Budget Health Care Task Force Examines Obamacare Program Driving Deficits
WASHINGTON, D.C. – On Tuesday, March 12, the House Budget Committee Health Care Task Force (HCTF), led by Chair Michael C. Burgess, M.D. (R-TX), held its second member roundtable, examining the budgetary effects of the Center for Medicare and Medicaid Innovation (CMMI), which was originally projected to save tax dollars, but is now adding billions to our mounting debt.
This roundtable brought together members of the HCTF, Director Phillip Swagel of the nonpartisan Congressional Budget Office (CBO), and Demetrios Kouzoukas of Paragon Health Institute, who previously served as the head of the Medicare program under the Trump administration.
Roundtable participants discussed the recent CBO report, which found CMMI is not realizing projected tax dollar savings, along with potential opportunities to reform the center.
Pictured left to right: Demetrios Kouzoukas with Paragon Health Institute, HCTF Chair Michael C. Burgess (R-TX), CBO Director Phillip Swagel, and Rep. Rudy Yakym (R-IN).
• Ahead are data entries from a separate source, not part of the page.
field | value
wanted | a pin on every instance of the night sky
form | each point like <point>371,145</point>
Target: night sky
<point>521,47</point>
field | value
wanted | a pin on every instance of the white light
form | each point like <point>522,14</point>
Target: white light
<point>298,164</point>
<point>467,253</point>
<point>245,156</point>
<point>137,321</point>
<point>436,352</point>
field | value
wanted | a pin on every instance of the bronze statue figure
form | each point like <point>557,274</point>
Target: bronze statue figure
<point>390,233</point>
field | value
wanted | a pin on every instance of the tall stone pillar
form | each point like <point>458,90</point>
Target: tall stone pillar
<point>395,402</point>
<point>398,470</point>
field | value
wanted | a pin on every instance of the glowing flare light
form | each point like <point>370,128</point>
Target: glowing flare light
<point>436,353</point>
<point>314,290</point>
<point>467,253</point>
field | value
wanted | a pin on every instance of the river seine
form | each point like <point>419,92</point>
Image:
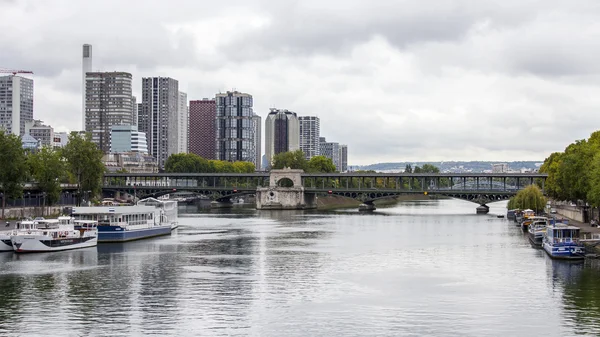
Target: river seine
<point>422,268</point>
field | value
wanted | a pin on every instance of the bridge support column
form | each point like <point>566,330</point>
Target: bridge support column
<point>483,209</point>
<point>276,196</point>
<point>367,207</point>
<point>221,204</point>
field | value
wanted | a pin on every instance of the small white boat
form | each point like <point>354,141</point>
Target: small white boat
<point>55,235</point>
Pictured left to right: Demetrios Kouzoukas with Paragon Health Institute, Rep. Rudy Yakym (R-IN), CBO Director Phillip Swagel, and HCTF Chair Michael C. Burgess (R-TX).
Background:
Established under the Affordable Care Act (ACA) in 2010, CMMI receives $10 billion in mandatory funding every decade to conduct pilot programs that test new payment models in federal health programs, primarily Medicare.
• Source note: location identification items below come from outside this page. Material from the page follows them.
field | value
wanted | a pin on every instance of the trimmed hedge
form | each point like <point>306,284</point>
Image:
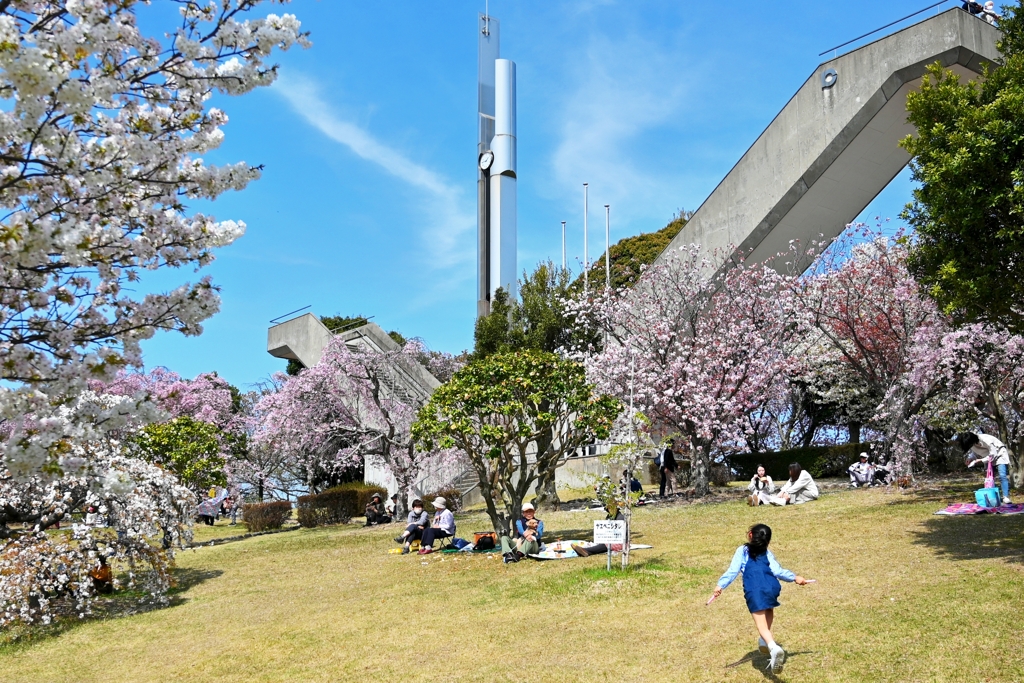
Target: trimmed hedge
<point>334,506</point>
<point>263,516</point>
<point>820,461</point>
<point>353,502</point>
<point>452,497</point>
In 2010, CBO projected that CMMI would produce net savings over the 10-year budget window. Notably, given the CBO’s estimate that CMMI would create budgetary savings, establishing CMMI was used to “offset” some of the spending priorities in the ACA to abide by Congressional budget requirements.
However, in September 2023, CBO revised its original analysis of CMMI, finding that not only is CMMI not saving money, but it has increased federal spending and will continue to do so in the future. In fact, CBO found that between 2011 and 2020, CMMI increased the debt by $5.4 billion dollars and will cost an additional $1.3 billion by 2030.
See HERE for the House Budget Committee release on “The Cost Of...The Center for Medicare and Medicaid Innovation.”
The Bottom Line:
At a time when our Nation’s debt is over $34 trillion and growing, CMMI has cost taxpayers billions of dollars despite being marketed as a way to reduce the cost of the ACA.
CMMI has not developed and implemented models with cost-saving potential as quickly as CBO projected in 2010, resulting in a significant difference between the savings initially estimated by CBO and the billions in deficit spending that occurred during the first decade of CMMI’s operation.
CMMI did not even exhaust its first $10 billion tranche of mandatory funding prior to receiving another $10 billion in funding in 2020, providing the agency with an overflowing amount of taxpayer money to use without Congressional approval.
Policymakers have a responsibility to advance reforms to reduce federal health care spending and improve patient access to quality and affordable health care — this includes conducting important budgetary oversight and examining the benefit and costs of mandatory programs that run on autopilot, including CMMI, which will continue to receive $10 billion in mandatory funding every decade in perpetuity.
The HCTF continues seeking solutions to improve patient outcomes and reduce federal health spending. As part of these efforts, the HCTF is conducting rigorous oversight of mandatory federal health spending as well as CBO’s analyses of proposed policies.